The same drug, as tested in the hypothetical study above, is tested in another hypothetical study. In order to qualify for this study, patients had to be very ill. It is reported that the drug works wonders for the illness. However, it turns out that most patients with this illness in the general population have a mild form and, therefore, should not be prescribed the drug as it would not benefit them much.

Similar kinds of generalization errors occur when the results of a study in a particular population, e.g., college students, are applied to the general population, which includes children and the elderly.

An Example of a Proof That Could Stump a Non-Expert

With many studies, a non-expert could properly assess the validity of certain scientific studies, but such a person may need to have developed mastery of the relevant scientific field in order to make a proper assessment.

For example, here is a "proof" that 2 + 2 = 5. Can you spot the flaw?

1. Since 0 = 0, we can also say: 4 – 4 = 10 – 10
2. We manipulate both sides of the equation without changing the equality: 2² – 2² = (2 x 5) – (2 x 5)
3. We further manipulate the equation by introducing (2 – 2) on both sides without changing the equality: (2 + 2) x (2 - 2) = 5 x (2 - 2)
4. Algebra permits performing the same mathematical operation on both sides of an equation.
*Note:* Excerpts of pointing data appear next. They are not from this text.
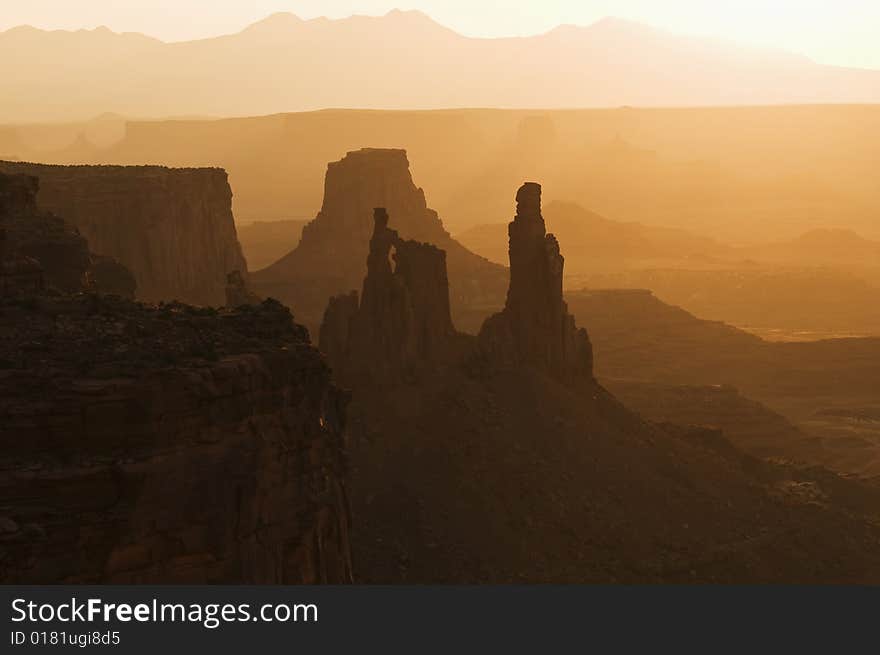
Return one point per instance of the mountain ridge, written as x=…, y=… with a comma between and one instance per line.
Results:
x=402, y=60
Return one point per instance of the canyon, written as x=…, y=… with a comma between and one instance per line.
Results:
x=157, y=443
x=509, y=463
x=332, y=253
x=172, y=228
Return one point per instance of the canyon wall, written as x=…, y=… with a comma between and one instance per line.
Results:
x=331, y=256
x=33, y=240
x=167, y=444
x=172, y=228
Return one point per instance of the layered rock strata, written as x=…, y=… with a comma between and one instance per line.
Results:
x=31, y=235
x=167, y=444
x=330, y=258
x=171, y=227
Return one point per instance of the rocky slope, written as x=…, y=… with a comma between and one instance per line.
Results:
x=330, y=258
x=522, y=468
x=58, y=249
x=672, y=348
x=167, y=444
x=172, y=228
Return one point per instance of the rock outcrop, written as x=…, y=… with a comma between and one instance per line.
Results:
x=330, y=258
x=535, y=328
x=108, y=276
x=237, y=291
x=167, y=444
x=31, y=235
x=403, y=323
x=172, y=228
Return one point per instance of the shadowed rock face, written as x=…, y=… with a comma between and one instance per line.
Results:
x=237, y=291
x=535, y=328
x=403, y=321
x=172, y=228
x=167, y=444
x=330, y=258
x=60, y=250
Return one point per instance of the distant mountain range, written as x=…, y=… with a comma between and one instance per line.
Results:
x=400, y=60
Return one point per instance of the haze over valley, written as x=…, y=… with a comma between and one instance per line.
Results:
x=367, y=300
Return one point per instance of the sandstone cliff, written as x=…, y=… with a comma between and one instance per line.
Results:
x=403, y=323
x=535, y=328
x=35, y=238
x=167, y=444
x=172, y=228
x=330, y=258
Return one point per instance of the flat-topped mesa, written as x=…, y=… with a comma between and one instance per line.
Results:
x=402, y=323
x=172, y=228
x=168, y=444
x=331, y=256
x=535, y=328
x=35, y=240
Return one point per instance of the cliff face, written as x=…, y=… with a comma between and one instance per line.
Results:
x=535, y=328
x=330, y=258
x=403, y=321
x=33, y=241
x=172, y=228
x=166, y=445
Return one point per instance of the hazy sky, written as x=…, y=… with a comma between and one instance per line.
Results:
x=843, y=32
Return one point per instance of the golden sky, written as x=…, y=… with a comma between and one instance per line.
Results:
x=841, y=32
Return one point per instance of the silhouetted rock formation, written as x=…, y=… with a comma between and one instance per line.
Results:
x=173, y=228
x=237, y=292
x=535, y=328
x=331, y=254
x=403, y=322
x=167, y=444
x=62, y=253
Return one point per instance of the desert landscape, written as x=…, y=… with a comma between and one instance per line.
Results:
x=294, y=305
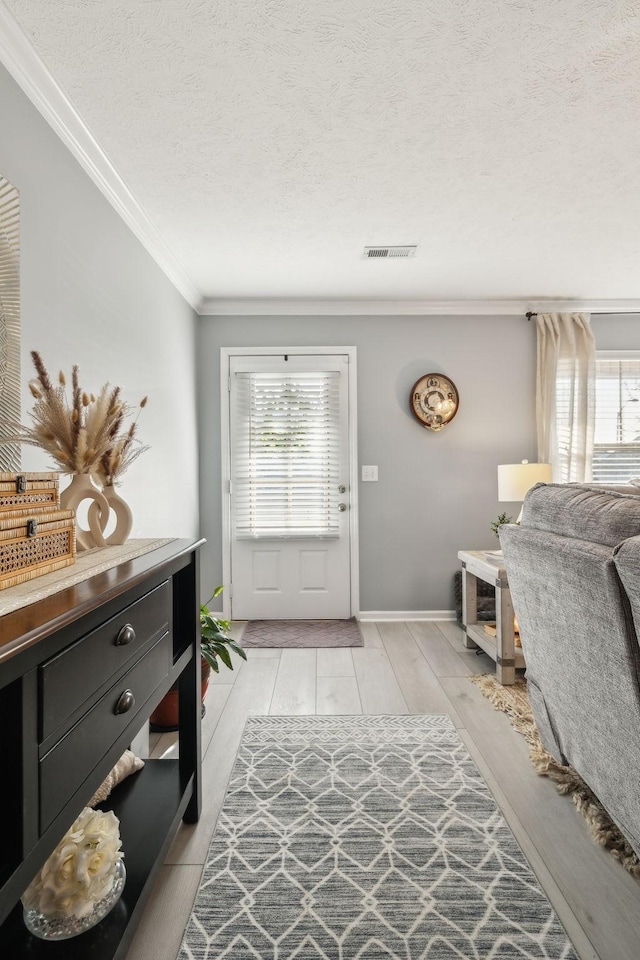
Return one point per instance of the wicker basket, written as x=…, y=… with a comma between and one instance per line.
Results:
x=28, y=491
x=34, y=544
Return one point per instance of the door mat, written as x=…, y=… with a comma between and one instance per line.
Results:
x=513, y=701
x=365, y=838
x=302, y=633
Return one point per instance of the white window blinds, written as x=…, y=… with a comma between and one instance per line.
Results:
x=616, y=450
x=286, y=461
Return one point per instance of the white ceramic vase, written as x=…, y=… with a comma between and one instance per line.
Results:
x=80, y=489
x=122, y=511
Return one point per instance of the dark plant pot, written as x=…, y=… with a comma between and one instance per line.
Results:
x=165, y=717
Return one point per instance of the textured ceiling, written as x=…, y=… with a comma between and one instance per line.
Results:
x=270, y=140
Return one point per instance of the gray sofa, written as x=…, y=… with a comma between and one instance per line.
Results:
x=574, y=571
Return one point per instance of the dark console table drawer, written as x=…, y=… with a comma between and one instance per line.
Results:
x=62, y=675
x=67, y=765
x=68, y=680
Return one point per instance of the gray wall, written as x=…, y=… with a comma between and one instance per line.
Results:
x=437, y=492
x=92, y=295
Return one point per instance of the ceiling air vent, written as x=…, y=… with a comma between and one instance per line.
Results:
x=389, y=252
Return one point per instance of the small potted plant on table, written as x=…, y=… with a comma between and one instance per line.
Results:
x=215, y=646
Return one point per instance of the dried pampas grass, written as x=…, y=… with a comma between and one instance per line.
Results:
x=83, y=434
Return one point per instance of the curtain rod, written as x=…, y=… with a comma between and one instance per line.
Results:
x=595, y=313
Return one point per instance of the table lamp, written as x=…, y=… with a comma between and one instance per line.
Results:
x=515, y=479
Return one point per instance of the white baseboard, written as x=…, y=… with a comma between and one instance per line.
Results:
x=406, y=615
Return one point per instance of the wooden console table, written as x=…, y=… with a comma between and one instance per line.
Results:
x=127, y=626
x=501, y=648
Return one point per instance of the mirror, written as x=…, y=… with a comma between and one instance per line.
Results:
x=9, y=320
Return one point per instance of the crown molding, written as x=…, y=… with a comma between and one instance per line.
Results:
x=309, y=307
x=27, y=69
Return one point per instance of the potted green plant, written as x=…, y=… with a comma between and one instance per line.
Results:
x=215, y=644
x=215, y=647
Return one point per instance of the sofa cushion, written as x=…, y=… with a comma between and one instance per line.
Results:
x=583, y=512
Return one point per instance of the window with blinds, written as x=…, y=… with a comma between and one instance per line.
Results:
x=287, y=454
x=616, y=450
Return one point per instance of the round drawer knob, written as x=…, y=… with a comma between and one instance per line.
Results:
x=126, y=700
x=126, y=635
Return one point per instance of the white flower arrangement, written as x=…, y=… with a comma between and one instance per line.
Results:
x=81, y=870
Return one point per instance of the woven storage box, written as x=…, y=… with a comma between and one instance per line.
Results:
x=28, y=491
x=31, y=545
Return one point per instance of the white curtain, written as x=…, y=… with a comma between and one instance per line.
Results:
x=565, y=395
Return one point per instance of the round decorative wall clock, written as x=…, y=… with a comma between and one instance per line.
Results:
x=434, y=400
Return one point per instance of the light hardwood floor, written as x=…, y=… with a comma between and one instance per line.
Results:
x=412, y=667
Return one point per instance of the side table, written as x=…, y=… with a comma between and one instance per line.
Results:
x=501, y=648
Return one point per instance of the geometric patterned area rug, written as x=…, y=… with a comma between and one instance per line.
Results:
x=365, y=838
x=302, y=633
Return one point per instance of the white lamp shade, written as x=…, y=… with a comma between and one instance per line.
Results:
x=514, y=479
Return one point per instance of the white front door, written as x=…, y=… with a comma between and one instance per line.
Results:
x=289, y=487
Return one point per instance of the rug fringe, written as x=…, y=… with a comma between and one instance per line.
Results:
x=513, y=701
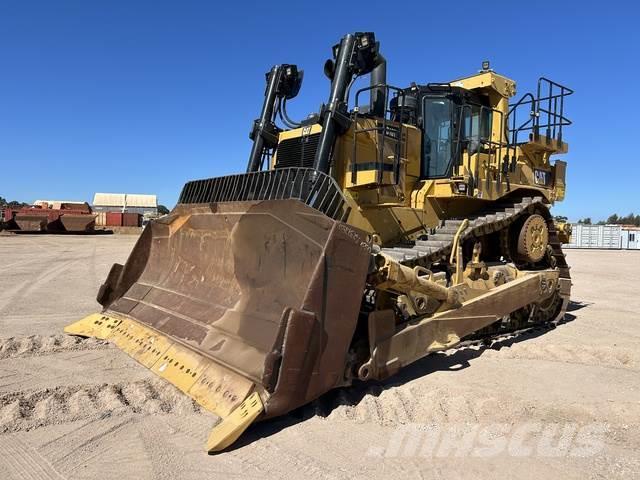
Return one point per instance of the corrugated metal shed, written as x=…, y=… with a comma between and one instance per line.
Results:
x=56, y=202
x=596, y=236
x=125, y=200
Once we divide both sides of our equation by (2 - 2), you will find that 2 + 2 = 5

Some people immediately spot the flaw in this “proof,” while others struggle, as they do not know or recall a basic math rule. Because people believe that 2 + 2 cannot equal 5, they may state that the flaw in this proof lies in one of the first three steps. But that is wrong. The math rule that must be recalled is that you cannot divide by 0, and this is what you would be doing in step 4 if you divide each side by (2 - 2), which is 0.

The large number of people who struggle to figure out the flaw in this simple example illustrates how tricky it can be to find flaws in published scientific studies.

Takeaway

Since the casual reader of news articles and studies cannot assess the validity of the reported results and conclusions, I suggest that significant changes in your life should only be undertaken following consultation with an expert in the field who has fully evaluated the published literature.